There Is No Biden Moment
If Joe Biden wanted to spend massively in response to a nearly unprecedented public health emergency, he was elected too late.
The conventional wisdom justifying Biden's new FDR-sized ambitions is that the country is in crisis, and he has to meet the proverbial moment, which can only be done with 13-digit spending bills.
The truth is, though, that there is no crisis, and there is no moment. There's only an excuse, an occasion, and a procedure.

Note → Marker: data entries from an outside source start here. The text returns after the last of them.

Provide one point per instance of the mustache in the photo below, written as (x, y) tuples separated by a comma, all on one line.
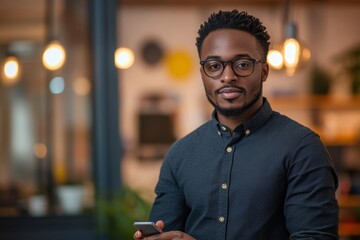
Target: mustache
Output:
[(223, 88)]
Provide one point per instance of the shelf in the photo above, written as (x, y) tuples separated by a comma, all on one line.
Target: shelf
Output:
[(322, 102), (325, 114), (348, 201), (349, 229), (348, 226)]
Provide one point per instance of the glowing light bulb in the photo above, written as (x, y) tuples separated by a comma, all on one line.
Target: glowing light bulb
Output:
[(54, 56), (10, 70), (124, 58), (275, 59)]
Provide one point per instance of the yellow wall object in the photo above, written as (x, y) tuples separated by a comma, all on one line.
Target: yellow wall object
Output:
[(179, 64)]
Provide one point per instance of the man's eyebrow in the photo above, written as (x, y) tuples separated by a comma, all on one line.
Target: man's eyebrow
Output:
[(215, 57)]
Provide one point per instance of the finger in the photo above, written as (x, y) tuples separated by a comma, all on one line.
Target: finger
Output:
[(137, 235)]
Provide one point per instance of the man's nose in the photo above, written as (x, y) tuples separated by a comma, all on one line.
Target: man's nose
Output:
[(228, 74)]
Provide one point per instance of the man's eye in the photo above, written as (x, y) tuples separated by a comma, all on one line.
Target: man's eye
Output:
[(213, 66), (243, 64)]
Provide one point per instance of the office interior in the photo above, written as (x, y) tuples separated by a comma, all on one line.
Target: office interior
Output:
[(102, 128)]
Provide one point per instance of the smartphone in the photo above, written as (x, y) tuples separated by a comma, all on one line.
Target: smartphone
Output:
[(147, 228)]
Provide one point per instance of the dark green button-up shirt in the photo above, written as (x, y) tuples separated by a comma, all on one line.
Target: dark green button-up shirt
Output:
[(271, 179)]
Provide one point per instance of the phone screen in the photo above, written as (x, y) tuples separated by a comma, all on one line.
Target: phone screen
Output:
[(147, 228)]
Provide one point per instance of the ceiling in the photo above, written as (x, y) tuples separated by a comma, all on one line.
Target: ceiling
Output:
[(24, 19), (224, 2)]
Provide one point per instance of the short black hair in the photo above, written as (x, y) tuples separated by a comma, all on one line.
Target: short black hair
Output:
[(235, 20)]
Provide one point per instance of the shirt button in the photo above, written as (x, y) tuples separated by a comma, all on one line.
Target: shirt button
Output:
[(229, 149)]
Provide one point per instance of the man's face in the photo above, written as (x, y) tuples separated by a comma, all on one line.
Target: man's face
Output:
[(232, 95)]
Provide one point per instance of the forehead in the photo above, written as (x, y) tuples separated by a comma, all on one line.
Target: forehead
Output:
[(226, 43)]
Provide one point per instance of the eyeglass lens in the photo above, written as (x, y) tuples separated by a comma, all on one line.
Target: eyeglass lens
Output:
[(241, 67)]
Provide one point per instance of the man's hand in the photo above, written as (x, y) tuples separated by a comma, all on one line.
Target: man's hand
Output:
[(172, 235)]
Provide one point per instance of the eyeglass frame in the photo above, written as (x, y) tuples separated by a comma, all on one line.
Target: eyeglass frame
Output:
[(254, 60)]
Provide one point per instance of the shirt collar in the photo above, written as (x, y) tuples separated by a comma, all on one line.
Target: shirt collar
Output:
[(251, 124)]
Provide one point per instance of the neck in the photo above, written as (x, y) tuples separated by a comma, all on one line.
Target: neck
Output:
[(233, 121)]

The excuse is the supposed downtrodden state of the country such that only $6 trillion can save it from rack and ruin.
The occasion is very slender Democratic majorities in Congress that are willing to contemplate levels of spending that, not too long ago, only the likes of Bernie Sanders and AOC openly agitated for.
The procedure is reconciliation, the process that allows fiscal measures to pass the Senate with just 51 votes rather than the usual 60.
It is true that the nation was in a double-barreled public health and economic emergency for about a year, but Biden took office in January just when, thanks to the advent of the COVID-19 vaccines, the end was finally in sight.
Now, new cases have declined steeply from their peak, and are down nearly 30% over the last two weeks.
Even New York, New Jersey and Connecticut are lifting their COVID-19 restrictions in coming weeks.
100 million Americans have been vaccinated. The problem no longer is producing and distributing enough vaccine for the public but finding enough people who want to get it.